BITCOIN BANNED: Google is to ban ads on high-risk financial products from June. PICTURE: 123/ELNUR AMIKISHIYEV
BITCOIN BANNED: Google is to ban ads on high-risk financial products from June. PICTURE: 123/ELNUR AMIKISHIYEV

San Francisco — Google will ban online advertisements promoting crypto-currencies and initial coin offerings (ICOs) starting in June, as part of a broader crackdown on the marketing of a new breed of high-risk financial products.

Alphabet’s Google announced the decision on Wednesday night in an update to its policy, which says it will begin to block ads for "crypto-currencies and related content". Facebook took a similar step in January, leaving the two largest web-ad sellers out of reach of the nascent digital-currency sector.

Bitcoin, the largest crypto-currency by market value, pared an advance of about 2% after Google’s announcement, trading little changed at $9,099 as of 1.04pm in Hong Kong. Rival coins ripple and ether also pared gains.

The internet-search giant is also restricting ads for financial products, including binary options, a risky derivative with an all-or-nothing pay-off. Right now, Google queries for terms such as "binary options" and "buy bitcoin" produce four ads at the top of the results.

Facebook, Google’s primary rival for ad dollars, banned ads for crypto-currencies in January. Some aggressive businesses found a loophole: purposely misspelling words such as "bitcoin" in their ads. A Google spokeswoman said the company’s policies will try to anticipate workarounds like this.
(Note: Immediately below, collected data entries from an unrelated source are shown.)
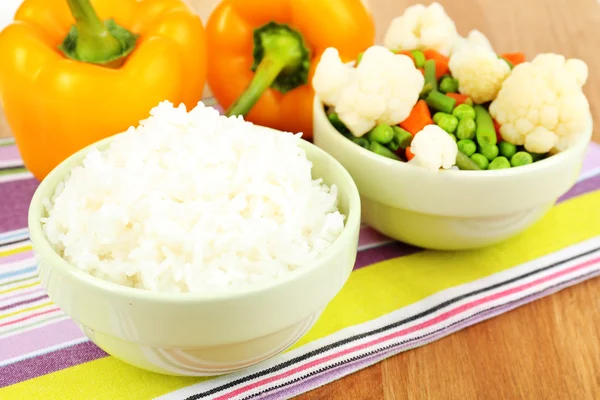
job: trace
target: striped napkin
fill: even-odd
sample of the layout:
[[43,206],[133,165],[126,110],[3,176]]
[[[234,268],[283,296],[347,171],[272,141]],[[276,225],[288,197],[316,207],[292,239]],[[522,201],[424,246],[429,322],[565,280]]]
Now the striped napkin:
[[26,216],[37,182],[0,142],[0,399],[290,398],[600,275],[600,146],[550,213],[500,245],[423,251],[361,229],[354,272],[287,352],[212,379],[161,376],[87,340],[40,286]]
Google’s updated policy came with the release of its annual "bad ads" report, a review of the number of malicious, deceptive and controversial ads Google scrubs from its massive search, display and video network. In 2017, Google said it removed more than 3.2-billion advertisements from the web. That’s up from 1.7-billion in 2016. Last year, for instance, Google pulled 79-million ads for luring online clickers to websites with malware.
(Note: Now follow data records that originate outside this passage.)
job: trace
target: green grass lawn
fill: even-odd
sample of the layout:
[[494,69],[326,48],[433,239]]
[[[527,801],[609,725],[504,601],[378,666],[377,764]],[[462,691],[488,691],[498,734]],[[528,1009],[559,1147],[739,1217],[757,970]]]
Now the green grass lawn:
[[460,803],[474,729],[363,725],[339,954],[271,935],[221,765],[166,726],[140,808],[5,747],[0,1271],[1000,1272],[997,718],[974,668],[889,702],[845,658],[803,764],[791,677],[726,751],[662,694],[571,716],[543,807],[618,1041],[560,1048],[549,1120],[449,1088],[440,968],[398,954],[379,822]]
Google is also accelerating a push against misleading content. The company suspended 7,000 customer accounts for ads that impersonated a news article — what Google calls "tabloid cloaking" — and blocked more than 12,000 websites for copying information from other publications.

It’s unlikely that the 3.2-billion ads pulled in 2017, nor the coming crypto-currency ban, will have a serious impact on sales. Last year, Google generated $95.4bn in ad revenue, up 20% from 2016.